Observations of the OSOP Sixaola, March 1-3, 2016, at the Albuquerque Seismological Laboratory There were two representatives (Angel Rodriquez and David Nelson) from OSOP at ASL March 1-3, 2016, and they brought 3 of the Sixaola's for testing. This was not part of a procurement or any formal testing. The Sixaolas tested had six components total: 3 geophone and 3 accelerometer. We found the units to be easy to set up and configure, and in a short time they were streaming data via seedlink. During the visit we recorded data suitable to determine sensor noise levels, performed a shake table test, and we were lucky enough to record the March 2, 2016 M7.8 Indonesian earthquake and a M3.9 Oklahoma earthquake while they were here so we had some earthquakes to look at in addition to noise levels. The snapshots below show examples of data recorded and the corresponding power spectral density (PSD) plots. Figure 1. PSD plots for a quiet overnight period. The three Vertical components of the Sixaola geophone are shown along with a reference STS-2 which is installed in the ASL cross tunnel approximately 10 meters away from the Sixaola units. The vertical component of unit 1 (shown in red) had some noise (spiking) issues as can be seen in the elevated noise levels at 5Hz and lower. Since the ambient noise of the ASL vault (shown by the STS-2 PSD) was lower than the geophone noise floor, the PSD s are essentially showing the instrument self-noise level.

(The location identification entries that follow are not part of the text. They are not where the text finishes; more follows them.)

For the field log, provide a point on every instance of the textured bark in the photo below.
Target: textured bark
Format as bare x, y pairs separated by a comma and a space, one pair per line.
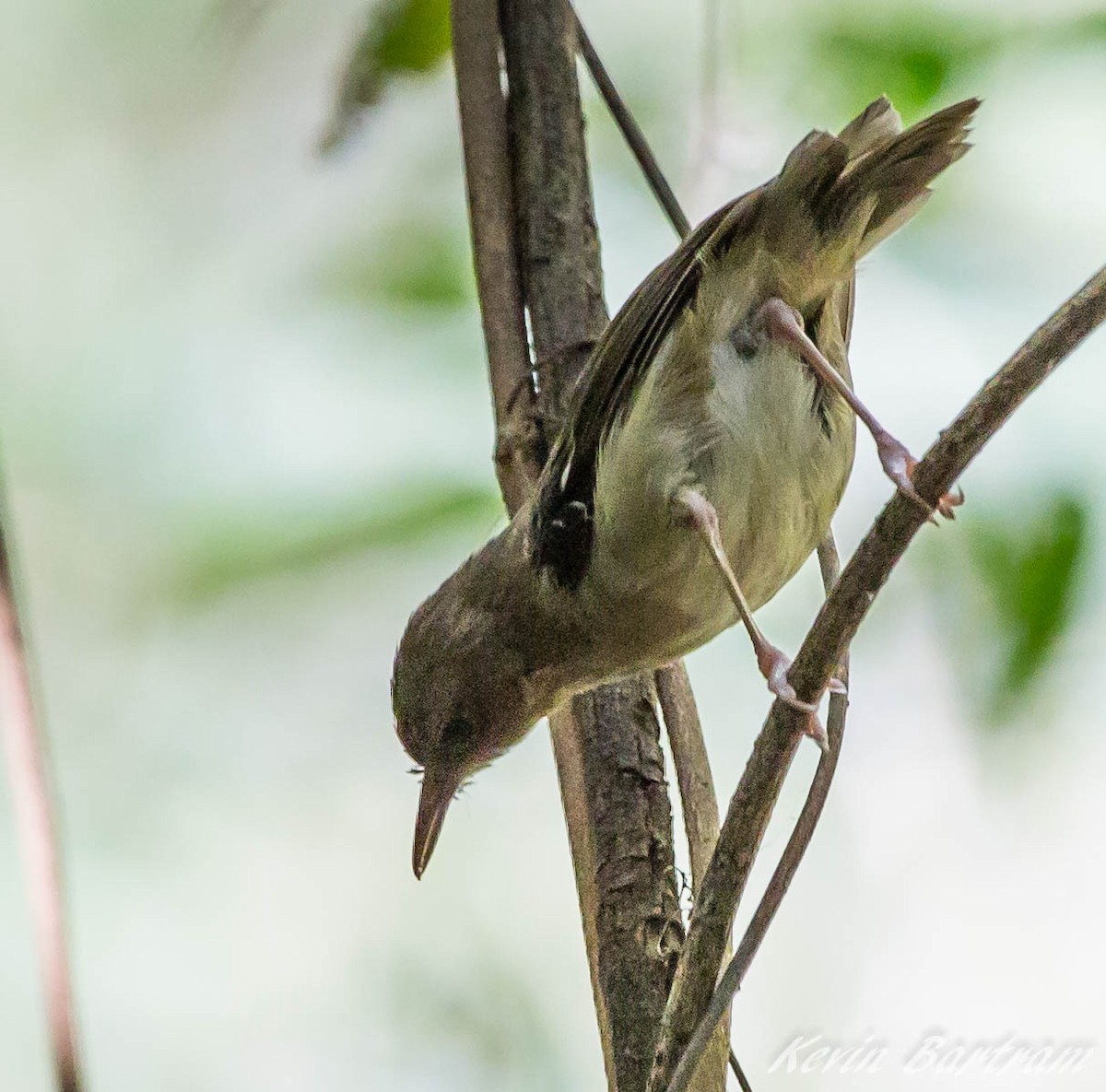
824, 647
629, 814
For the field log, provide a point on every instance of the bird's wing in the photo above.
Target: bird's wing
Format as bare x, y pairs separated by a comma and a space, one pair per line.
561, 527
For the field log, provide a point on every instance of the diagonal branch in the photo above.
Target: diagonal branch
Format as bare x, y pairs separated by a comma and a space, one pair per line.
631, 133
834, 627
518, 454
37, 829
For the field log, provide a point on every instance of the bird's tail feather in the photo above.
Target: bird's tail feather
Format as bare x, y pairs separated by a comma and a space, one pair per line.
858, 187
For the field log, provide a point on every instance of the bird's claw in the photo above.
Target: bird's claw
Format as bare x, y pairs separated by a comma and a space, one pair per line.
900, 466
774, 665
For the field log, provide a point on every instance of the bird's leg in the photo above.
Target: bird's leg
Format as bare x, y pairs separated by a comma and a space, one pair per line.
772, 663
781, 322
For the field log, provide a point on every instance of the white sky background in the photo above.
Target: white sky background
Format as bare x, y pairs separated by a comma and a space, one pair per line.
236, 813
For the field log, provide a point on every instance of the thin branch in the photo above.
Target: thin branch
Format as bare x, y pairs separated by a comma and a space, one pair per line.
692, 767
37, 829
790, 860
825, 643
493, 221
631, 133
629, 814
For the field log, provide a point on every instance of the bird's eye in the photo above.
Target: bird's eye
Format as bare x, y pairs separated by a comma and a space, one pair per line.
457, 736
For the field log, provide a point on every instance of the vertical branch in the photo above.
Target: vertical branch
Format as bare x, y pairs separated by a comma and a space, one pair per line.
36, 827
629, 815
518, 456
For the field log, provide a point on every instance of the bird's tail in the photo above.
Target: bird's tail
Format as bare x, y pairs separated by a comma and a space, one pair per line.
861, 186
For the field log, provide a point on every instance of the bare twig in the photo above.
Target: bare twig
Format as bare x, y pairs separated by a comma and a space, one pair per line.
824, 646
692, 767
639, 922
37, 829
673, 686
492, 219
631, 133
495, 248
801, 836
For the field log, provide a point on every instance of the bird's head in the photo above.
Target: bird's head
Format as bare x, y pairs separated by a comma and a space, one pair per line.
462, 690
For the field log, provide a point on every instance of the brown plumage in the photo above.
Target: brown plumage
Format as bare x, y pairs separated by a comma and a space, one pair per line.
708, 444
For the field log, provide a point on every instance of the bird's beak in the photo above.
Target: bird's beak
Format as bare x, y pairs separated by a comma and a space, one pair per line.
440, 786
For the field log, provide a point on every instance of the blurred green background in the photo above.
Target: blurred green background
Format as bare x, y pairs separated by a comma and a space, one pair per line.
246, 429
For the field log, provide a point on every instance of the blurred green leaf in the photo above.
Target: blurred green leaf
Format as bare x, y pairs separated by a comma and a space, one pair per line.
1031, 575
1013, 597
243, 549
912, 56
488, 1019
414, 264
917, 56
403, 38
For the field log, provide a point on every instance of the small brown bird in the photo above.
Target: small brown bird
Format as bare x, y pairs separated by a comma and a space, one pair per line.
707, 448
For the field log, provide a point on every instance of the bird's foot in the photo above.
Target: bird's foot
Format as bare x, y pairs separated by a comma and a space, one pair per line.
900, 465
774, 665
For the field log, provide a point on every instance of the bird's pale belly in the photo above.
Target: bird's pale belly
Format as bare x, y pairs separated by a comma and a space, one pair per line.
774, 477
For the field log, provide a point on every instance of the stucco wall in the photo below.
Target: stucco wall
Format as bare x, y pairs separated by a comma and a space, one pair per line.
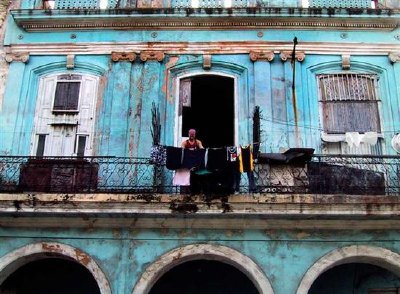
123, 255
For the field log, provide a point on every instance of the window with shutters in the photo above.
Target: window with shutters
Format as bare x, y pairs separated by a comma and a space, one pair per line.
349, 103
66, 97
65, 115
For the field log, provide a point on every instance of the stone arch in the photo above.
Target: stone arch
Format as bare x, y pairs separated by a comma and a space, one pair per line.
203, 251
219, 68
19, 257
358, 253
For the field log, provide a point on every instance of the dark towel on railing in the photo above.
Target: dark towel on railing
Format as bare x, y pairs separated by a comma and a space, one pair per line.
194, 158
216, 159
174, 158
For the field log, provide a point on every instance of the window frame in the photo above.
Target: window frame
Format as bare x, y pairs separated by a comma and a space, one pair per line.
61, 79
339, 135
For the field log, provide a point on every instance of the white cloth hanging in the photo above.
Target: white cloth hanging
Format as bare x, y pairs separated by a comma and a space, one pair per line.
353, 139
370, 138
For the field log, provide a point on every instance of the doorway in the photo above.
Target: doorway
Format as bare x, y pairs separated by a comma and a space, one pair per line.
207, 104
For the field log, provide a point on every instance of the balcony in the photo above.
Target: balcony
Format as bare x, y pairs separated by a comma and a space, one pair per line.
314, 174
113, 4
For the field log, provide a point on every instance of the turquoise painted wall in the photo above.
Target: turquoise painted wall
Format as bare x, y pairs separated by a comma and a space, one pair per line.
123, 254
129, 89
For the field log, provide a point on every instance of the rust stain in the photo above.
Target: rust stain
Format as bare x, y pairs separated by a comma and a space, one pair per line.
51, 247
171, 62
82, 257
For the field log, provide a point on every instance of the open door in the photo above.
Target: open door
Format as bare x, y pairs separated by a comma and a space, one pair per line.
207, 105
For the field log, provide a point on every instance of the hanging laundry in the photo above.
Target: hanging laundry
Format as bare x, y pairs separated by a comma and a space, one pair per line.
194, 159
216, 159
246, 159
158, 155
181, 177
353, 139
370, 138
232, 153
174, 158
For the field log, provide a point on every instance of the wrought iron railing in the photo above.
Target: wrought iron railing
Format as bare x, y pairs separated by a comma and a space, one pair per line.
114, 4
322, 174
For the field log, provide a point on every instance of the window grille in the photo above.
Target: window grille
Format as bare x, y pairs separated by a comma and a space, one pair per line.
349, 103
85, 4
340, 3
67, 93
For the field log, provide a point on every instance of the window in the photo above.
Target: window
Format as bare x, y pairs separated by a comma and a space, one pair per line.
349, 103
65, 115
66, 97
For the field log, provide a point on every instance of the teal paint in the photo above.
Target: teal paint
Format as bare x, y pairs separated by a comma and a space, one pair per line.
263, 98
124, 254
11, 108
119, 109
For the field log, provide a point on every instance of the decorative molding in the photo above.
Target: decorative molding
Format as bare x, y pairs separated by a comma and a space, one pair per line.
345, 61
227, 47
123, 56
222, 22
394, 56
70, 61
262, 56
152, 55
207, 61
285, 55
20, 57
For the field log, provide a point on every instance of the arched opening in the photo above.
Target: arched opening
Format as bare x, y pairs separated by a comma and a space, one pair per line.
204, 276
203, 252
367, 258
57, 252
50, 275
356, 278
207, 103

Figure 2. PSD plots for a quiet overnight period. The three North components of the Sixaola geophone are shown along with a reference STS-2 which is installed in the ASL cross tunnel approximately 10 meters away from the Sixaola units. Since the ambient noise of the ASL vault (shown by the STS-2 PSD) was lower than the geophone noise floor, the PSD s are essentially showing the instrument self-noise level. Figure 3. PSD plots for a quiet overnight period. The three East components of the Sixaola geophone are shown along with a reference STS-2 which is installed in the ASL cross tunnel approximately 10 meters away from the Sixaola units. Since the
ambient noise of the ASL vault (shown by the STS-2 PSD) was lower than the geophone noise floor, the PSD s are essentially showing the instrument self-noise level. Figure 4. Waveforms from the m7.8, Southwest of Sumatra, Indonesia earthquake (2016-03-02 12:49:48 UTC). The three Vertical components of the Sixaola geophones are shown in red along with the reference STS-2 vertical which is shown in black. The OSOP2 sensor appears to have a scale factor that 20% off of the STS2 reference. The residuals (after cross-correlation time shift) is shown in green. All traces were deconvolved to a common velocity.
Figure 5. PSD of waveforms from the m7.8, Southwest of Sumatra, Indonesia earthquake (2016-03-02 12:49:48 UTC). The three Vertical components of the Sixaola geophone are shown along with the reference STS-2 (yellow). The vertical component from the Sixaola unit #2 appears to have a response problem at 2-20s periods as shown by the lower amplitudes in this range. At greater than 20s periods, the noise level of the sensors exceeds the earthquake signal amplitude.
Figure 6. Waveforms from the m3.9, 33km NW of Fairview, Oklahoma earthquake (2016-03-02 23:31:48 UTC). All components of the Sixaola geophones are shown along with the reference STS-2 (bottom 3 traces).
Figure 7. PSD plots for a quiet overnight period. The three vertical components of the Sixaola accelerometer are shown. Figure 8. PSD plots for a quiet overnight period. The three North components of the Sixaola accelerometer are shown.
Figure 9. PSD plots for a quiet overnight period. The three East components of the Sixaola accelerometer are shown. Figure 10. Waveforms from a shake table test performed in the East-West direction. The test consist of constant acceleration input at a range of frequencies. The
frequency bands shown in this plot are.25,.5, 1, 2, 4, 8, and 16Hz. This figure shows the shake table data with the response deconvolved (top) as well as the data not deconvolved (bottom). The deconvolution involves applying a taper and removing a trend so there is a bit of a slope in the top trace which is an artifact of the processing. Everything is normalized to a unity scale. Over the range of frequencies tested the shape of the response curve appears to be well characterized. Summary The Sixaola s are easy to set up and configure The geophone is relatively quiet at.2 Hz and higher frequencies, suitable for local and regional earthquake monitoring. The noise floor for the accelerometer is near the high noise model at the microseismic peak, consistent with a ~18 bit, class B accelerometer. Shake table tests indicate that the accelerometer response may not be flat to acceleration as was originally described in the metadata. The OSOP team recomputed the response after their visit and now the response curve appears to be well characterized.